(1.) THIS is an application in revision arising out of proceedings Under Section 514 of the Code of Criminal Procedure. The present Applicant Malkhan Singh and one other person Chiranji had stood surety for Phula alias Phool Singh against whom was pending a case Under Sections 380 and 411 of the IPC. Phoola appeared in court upto 23 -2 -1966, but not thereafter. Proceedings Under Section 514 of the Code of Criminal Procedure were thereafter taken up by the Magistrate. The personal and surety bonds were forfeited. Though show cause notices were directed to be issued, they were in fact not. The ultimate order passed by the Magistrate required the sureties to produce the accused by a certain date and they were also told that if they failed to do so, action would be taken against them. It was reported ultimately that the accused had been shot dead in some encounter with the police. Proceedings against the sureties, however, continued and they deposited the amount of their bonds in cash when distress warrants were issued against them. The Applicant and the other surety Chiranji went up in appeal to the Sessions Judge Under Section 515 of the Code and challenged the correctness of the order made against them.
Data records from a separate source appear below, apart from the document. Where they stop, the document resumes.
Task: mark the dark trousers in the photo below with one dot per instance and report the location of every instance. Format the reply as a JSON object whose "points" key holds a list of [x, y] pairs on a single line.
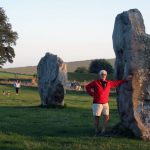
{"points": [[17, 90]]}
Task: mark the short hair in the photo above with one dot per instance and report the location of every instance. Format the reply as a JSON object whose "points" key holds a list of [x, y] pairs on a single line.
{"points": [[102, 72]]}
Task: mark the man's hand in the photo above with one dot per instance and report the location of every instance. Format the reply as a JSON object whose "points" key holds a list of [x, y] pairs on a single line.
{"points": [[129, 77]]}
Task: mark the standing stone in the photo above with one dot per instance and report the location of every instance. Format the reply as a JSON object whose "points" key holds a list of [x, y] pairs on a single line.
{"points": [[132, 48], [52, 76]]}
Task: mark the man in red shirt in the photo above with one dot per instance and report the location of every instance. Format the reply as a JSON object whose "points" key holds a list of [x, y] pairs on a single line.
{"points": [[99, 90]]}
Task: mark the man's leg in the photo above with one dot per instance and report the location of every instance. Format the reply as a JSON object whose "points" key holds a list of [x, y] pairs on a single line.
{"points": [[97, 109], [96, 124], [106, 116], [106, 120]]}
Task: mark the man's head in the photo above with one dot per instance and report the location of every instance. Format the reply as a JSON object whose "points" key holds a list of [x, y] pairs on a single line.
{"points": [[103, 74]]}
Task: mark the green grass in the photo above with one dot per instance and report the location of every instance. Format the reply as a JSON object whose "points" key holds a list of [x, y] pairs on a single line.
{"points": [[83, 76], [25, 125], [6, 75]]}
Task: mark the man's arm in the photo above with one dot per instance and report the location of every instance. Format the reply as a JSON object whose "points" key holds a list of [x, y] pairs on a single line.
{"points": [[119, 82], [89, 88]]}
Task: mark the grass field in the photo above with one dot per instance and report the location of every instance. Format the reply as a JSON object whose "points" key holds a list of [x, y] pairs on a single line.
{"points": [[6, 75], [71, 76], [25, 125]]}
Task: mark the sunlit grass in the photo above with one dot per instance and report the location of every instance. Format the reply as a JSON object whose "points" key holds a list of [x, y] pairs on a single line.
{"points": [[25, 125]]}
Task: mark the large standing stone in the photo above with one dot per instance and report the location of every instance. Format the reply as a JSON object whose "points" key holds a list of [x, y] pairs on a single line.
{"points": [[52, 76], [132, 48]]}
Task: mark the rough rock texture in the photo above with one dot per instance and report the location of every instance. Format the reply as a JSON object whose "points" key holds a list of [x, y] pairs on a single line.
{"points": [[52, 76], [132, 48]]}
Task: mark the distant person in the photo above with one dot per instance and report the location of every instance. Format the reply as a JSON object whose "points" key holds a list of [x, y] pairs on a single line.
{"points": [[99, 90], [17, 85]]}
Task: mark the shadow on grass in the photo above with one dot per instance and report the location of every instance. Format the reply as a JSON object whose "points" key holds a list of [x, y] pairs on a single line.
{"points": [[36, 121]]}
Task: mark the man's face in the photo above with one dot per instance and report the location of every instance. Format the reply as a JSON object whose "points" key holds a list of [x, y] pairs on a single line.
{"points": [[103, 76]]}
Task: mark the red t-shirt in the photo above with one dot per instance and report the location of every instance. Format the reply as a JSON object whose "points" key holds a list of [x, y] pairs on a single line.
{"points": [[99, 93]]}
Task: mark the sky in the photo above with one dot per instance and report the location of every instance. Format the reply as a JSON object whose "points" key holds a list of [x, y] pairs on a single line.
{"points": [[72, 29]]}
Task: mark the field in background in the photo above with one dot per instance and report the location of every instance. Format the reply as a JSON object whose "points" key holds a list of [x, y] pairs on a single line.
{"points": [[25, 126], [72, 76], [72, 66]]}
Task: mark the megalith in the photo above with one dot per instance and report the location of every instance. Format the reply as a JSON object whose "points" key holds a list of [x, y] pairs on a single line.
{"points": [[52, 76], [132, 48]]}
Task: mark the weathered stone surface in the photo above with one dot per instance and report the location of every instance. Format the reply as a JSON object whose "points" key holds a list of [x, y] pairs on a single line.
{"points": [[132, 48], [52, 76]]}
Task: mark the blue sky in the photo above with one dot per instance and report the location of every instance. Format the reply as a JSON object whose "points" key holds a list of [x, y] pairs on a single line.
{"points": [[72, 29]]}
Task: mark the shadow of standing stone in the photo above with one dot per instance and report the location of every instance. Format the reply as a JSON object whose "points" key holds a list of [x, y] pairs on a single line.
{"points": [[132, 48], [52, 77]]}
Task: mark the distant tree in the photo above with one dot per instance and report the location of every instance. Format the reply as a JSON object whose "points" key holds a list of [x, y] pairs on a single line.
{"points": [[7, 39], [81, 70], [100, 64]]}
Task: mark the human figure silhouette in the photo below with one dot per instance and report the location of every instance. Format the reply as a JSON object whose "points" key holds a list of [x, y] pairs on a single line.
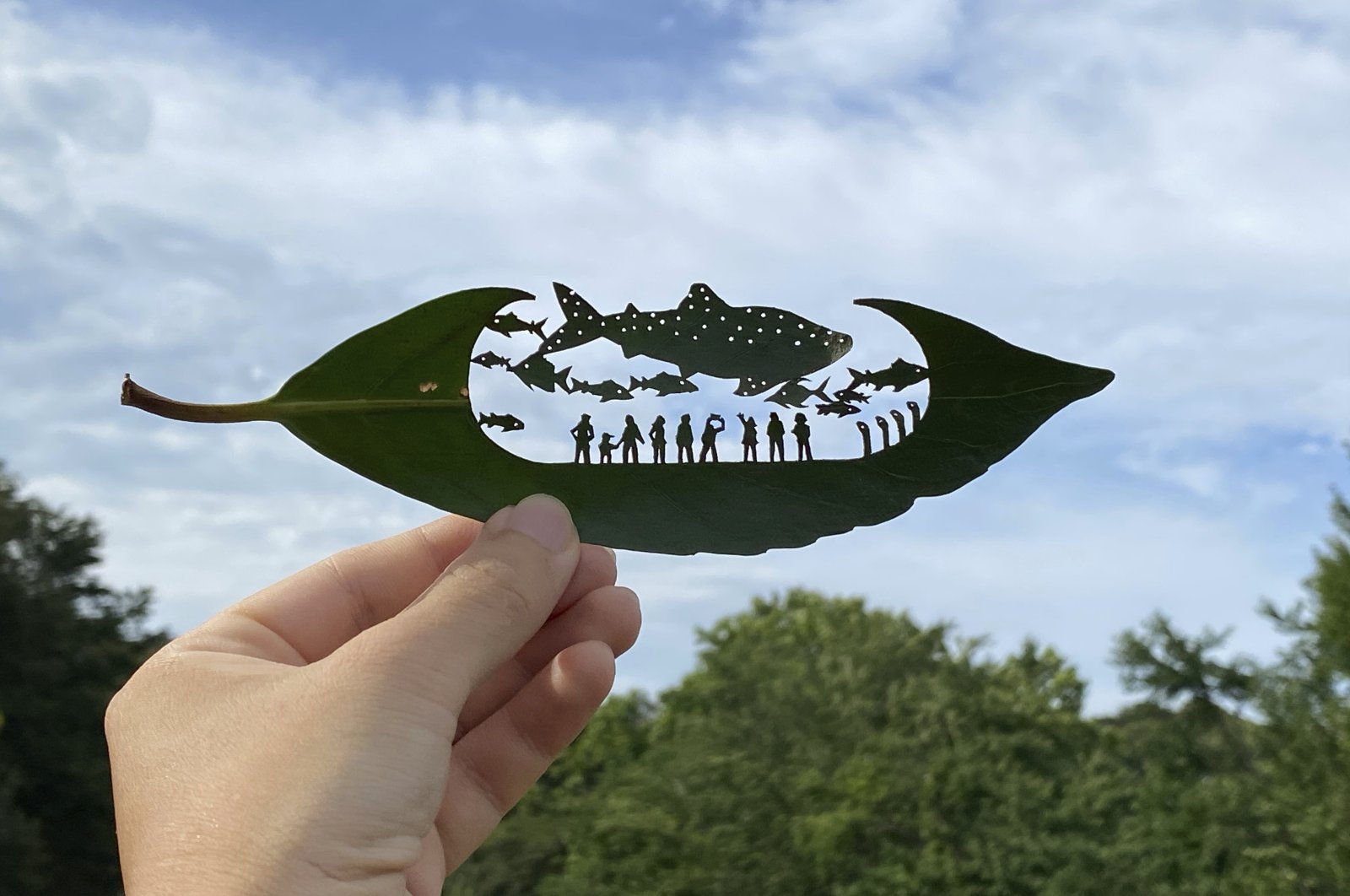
{"points": [[658, 434], [884, 425], [632, 435], [584, 434], [685, 440], [802, 431], [775, 435], [715, 424], [749, 439]]}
The Sessions Judge has found that the Magistrate had not followed the procedure prescribed Under Section 514 of the Code and consequently held that the order regarding the recovery of the amount from the sureties was illegal. He, therefore, allowed the appeals, set aside the order passed by the Magistrate, but thereafter gave the direction that:
(2.) THE point raised on behalf of the Applicant is beset with some difficulty and there appears to be no direct decision on this point.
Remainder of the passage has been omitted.